Fakta yang terungkap menunjukkan adanya penyimpangan prosedur. Direksi LPEI mengetahui bahwa rasio lancar (current ratio) PT PE di bawah 1 (0,86), mengindikasikan potensi kesulitan pembayaran kredit. Selain itu, tidak dilakukan inspeksi terhadap jaminan yang diberikan PT PE, dan ditemukan adanya kontrak palsu yang digunakan sebagai dasar pengajuan kredit.
Pelanggaran Prosedur dan Persekongkolan
Meskipun adanya laporan dari pihak analis dan bawahan mengenai ketidakmampuan PT PE untuk membayar kredit, direksi LPEI tetap mengucurkan dana. Bahkan, ketidaklancaran pembayaran termin pertama pun diabaikan. Budi Sokmo menjelaskan bahwa direksi LPEI mengabaikan masukan tersebut dan tetap memberikan kredit tambahan sebesar Rp400 miliar dan Rp200 miliar.

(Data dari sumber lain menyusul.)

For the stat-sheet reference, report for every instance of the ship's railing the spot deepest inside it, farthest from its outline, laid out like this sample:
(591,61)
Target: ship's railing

Lebih lanjut, terungkap adanya pertemuan antara direksi PT PE dan direksi LPEI sebelum pemberian kredit. Pertemuan tersebut menghasilkan kesepakatan untuk mempermudah proses pemberian kredit. Perbuatan melawan hukum ini menjadi dasar penetapan kelima tersangka oleh KPK.
Saat ini, perhitungan kerugian keuangan negara masih dilakukan oleh Badan Pengawasan Keuangan dan Pembangunan (BPKP).
KPK berkomitmen untuk terus mengusut tuntas kasus ini dan memastikan seluruh kerugian negara dapat dipulihkan. Proses hukum akan terus berjalan untuk memberikan keadilan dan efek jera bagi para pelaku korupsi.